Irish voters yesterday delivered a resounding endorsement of the Lisbon Treaty, causing waves of relief and celebration in Brussels and Dublin about the future of the EU and of the Irish government.
The referendum produced a vote of two-thirds in favour of the treaty, a reversal of last year's poll which rejected it. So, what is the Lisbon Treaty?
* It is a charter designed to streamline existing EU treaties and was agreed in Lisbon in October 2007.
* It enacts many reforms contained in the EU constitution of 2004, which was thrown out by French and Dutch voters in 2005.
* Ireland was the only EU country to hold a referendum on Lisbon.
* The treaty creates for the first time a permanent EU president and foreign affairs chief.
* It will streamline the European Commission from 2014.

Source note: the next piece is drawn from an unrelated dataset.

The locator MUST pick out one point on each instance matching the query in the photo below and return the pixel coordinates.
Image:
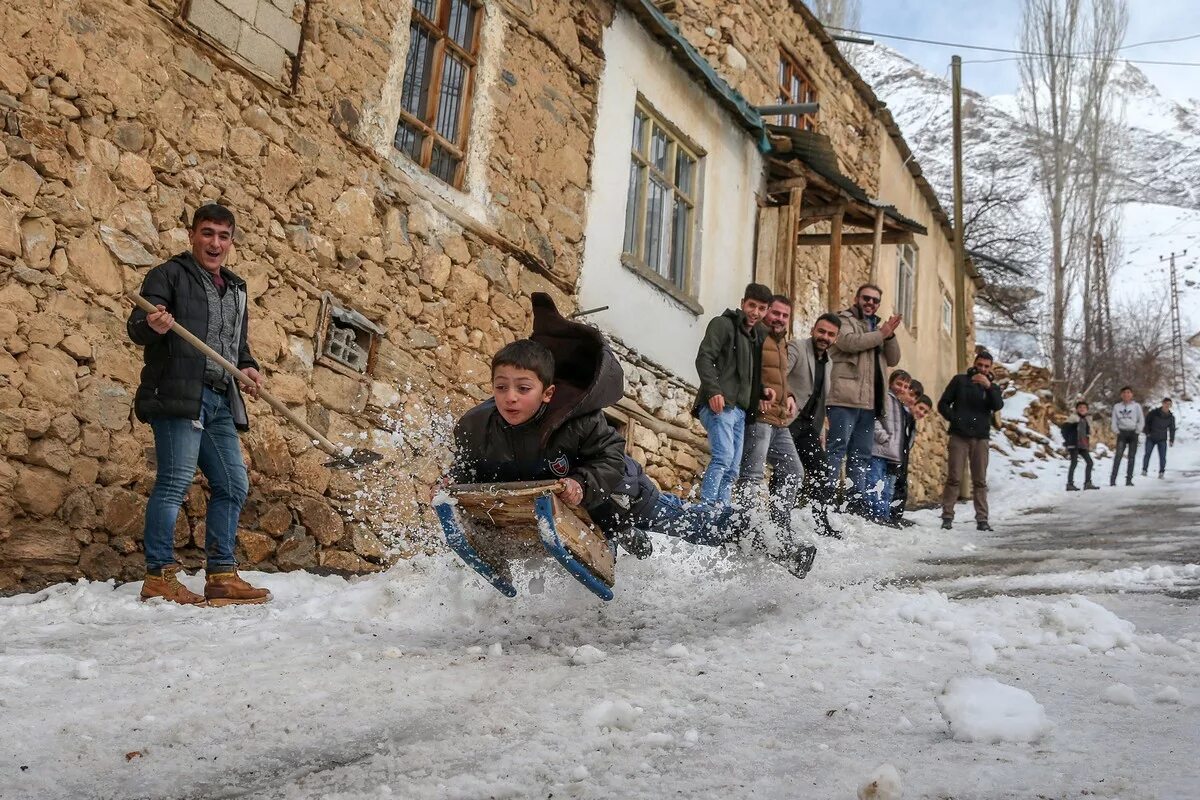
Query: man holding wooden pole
(196, 409)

* Phased in between 2014 and 2017 will be a distribution of voting rights – a qualified majority voting system giving 55 per cent of member states greater power over the rest.
* The treaty removes some national vetoes.

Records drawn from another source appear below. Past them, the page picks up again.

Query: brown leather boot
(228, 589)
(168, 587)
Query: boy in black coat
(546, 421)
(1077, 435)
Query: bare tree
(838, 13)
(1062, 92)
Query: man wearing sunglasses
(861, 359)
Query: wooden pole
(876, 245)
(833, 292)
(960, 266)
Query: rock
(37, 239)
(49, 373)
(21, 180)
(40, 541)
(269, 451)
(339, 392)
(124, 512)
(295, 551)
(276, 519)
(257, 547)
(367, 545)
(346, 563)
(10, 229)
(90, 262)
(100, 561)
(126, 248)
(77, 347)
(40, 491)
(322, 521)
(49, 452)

* There will be new powers for the European Commission, European Parliament and the European Court of Justice.
* It creates a charter of fundamental rights – from which the UK can opt out.
* The UK retains the right to opt out of policies on justice and home affairs. It also keeps control of national foreign and security policy.
* Unlike the constitution, the treaty does not contain reference to an EU flag, anthem or motto.
* The Czech Republic and Poland are the two remaining EU countries out of 27 still to ratify the treaty.
* Poland is expected to sign this month. The Czech government said yesterday it would ratify by the end of the year.
* The president and foreign affairs chief were expected to be approved later this month. But, because of the Czech delay, they will either be agreed in a meeting in December or in 2010.
* The president would serve a two-and-a-half-year term. He or she would be a figurehead for Europe and "ensure the external reputation" of the EU.